The authors contend that the “traditional” math curriculum focuses too much on abstract reasoning and abstract skills. “Imagine replacing the sequence of algebra, geometry and calculus with a sequence of finance, data and basic engineering,” they suggest.
In some ways, that’s a very appealing, if not highly practical solution: teach kids the math they need, and as such, be ever ready to answer their age-old question “When am I ever going to use this when I grow up?” Give students a grounding in math that is “applied” so that they can understand the “why” as part of the “how” it works. Contextualize math so that it makes sense — practically and conceptually. Contextualize math so that it means something. Give students a reason to want, to need to solve a math problem — a want or need that doesn’t include “This will go down on your permanent record.”

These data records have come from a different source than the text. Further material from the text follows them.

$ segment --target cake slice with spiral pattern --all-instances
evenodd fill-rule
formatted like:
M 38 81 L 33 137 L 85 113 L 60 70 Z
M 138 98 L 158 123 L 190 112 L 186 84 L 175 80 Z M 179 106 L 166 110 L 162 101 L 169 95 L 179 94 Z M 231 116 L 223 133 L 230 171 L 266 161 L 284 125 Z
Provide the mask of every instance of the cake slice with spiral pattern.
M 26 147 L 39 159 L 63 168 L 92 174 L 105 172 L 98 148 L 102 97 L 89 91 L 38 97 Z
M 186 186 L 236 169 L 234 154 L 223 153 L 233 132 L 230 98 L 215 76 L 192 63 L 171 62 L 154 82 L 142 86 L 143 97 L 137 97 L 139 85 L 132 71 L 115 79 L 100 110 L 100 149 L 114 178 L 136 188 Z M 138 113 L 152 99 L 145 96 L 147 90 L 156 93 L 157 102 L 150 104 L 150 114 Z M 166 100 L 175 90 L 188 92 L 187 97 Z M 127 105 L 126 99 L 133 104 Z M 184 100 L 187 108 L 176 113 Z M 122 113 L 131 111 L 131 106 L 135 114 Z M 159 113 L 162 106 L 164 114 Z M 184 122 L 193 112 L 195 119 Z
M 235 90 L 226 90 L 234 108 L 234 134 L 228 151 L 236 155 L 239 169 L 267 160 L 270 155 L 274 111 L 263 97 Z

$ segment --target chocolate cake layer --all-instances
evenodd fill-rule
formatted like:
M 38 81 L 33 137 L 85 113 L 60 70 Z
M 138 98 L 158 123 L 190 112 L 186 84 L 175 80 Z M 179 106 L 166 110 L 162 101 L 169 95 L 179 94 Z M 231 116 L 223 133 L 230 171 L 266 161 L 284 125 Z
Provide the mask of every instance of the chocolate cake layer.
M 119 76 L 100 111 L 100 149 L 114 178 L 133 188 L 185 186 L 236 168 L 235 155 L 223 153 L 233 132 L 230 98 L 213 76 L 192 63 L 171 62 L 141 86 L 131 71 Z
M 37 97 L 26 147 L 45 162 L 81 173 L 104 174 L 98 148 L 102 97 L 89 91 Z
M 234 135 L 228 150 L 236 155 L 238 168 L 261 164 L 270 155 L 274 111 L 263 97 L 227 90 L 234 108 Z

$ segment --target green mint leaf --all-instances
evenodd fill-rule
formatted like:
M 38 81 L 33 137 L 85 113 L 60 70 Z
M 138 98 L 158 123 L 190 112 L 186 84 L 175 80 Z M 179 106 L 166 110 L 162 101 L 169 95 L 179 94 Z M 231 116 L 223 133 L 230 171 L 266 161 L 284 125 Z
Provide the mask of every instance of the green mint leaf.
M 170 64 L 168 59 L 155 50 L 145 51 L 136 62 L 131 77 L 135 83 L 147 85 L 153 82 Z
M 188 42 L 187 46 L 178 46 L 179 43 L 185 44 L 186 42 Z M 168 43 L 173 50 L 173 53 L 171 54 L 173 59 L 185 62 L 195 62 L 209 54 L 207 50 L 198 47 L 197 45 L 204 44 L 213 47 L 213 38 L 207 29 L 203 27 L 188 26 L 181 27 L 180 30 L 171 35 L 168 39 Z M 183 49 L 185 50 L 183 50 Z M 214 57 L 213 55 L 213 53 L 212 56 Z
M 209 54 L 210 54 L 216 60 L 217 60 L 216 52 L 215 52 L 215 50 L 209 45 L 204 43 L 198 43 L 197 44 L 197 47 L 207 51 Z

But does thinking about “applied mathematics” mean necessarily that we have to steer clear of algebra and calculus as their own units in math education? Does putting math in context mean that we cannot teach math in abstract?
In a response to the editorial, Al Cuoco, the director of the Center for Mathematics Education at EDC, takes issue with the assumption that contextualization is such a simple task:
“Many of the students in my high school classes came from situations that many of us would find hard to imagine; the last thing they cared about was how to balance a checkbook or figure the balance on a savings account. But they loved solving problems. For another thing, reality is relative. The authors claim that ‘it is through real-life applications that mathematics emerged in the past, has flourished for centuries and connects to our culture now,’ and I agree. But the best mathematicians and scientists I know, and the students in my classes who really got it (and these were not necessarily the ‘good students’)—who saw the power and satisfaction one can derive from doing mathematics—all see mathematics as part of their real world.”
In some ways, the debate between abstract and contextualized, “pure” or “applied” math belie the real problem: one that Dan Meyer makes so clear in his TED Talk: students simply aren’t engaged. Will offering more context make for better math education? (And will it make for better future mathematicians?)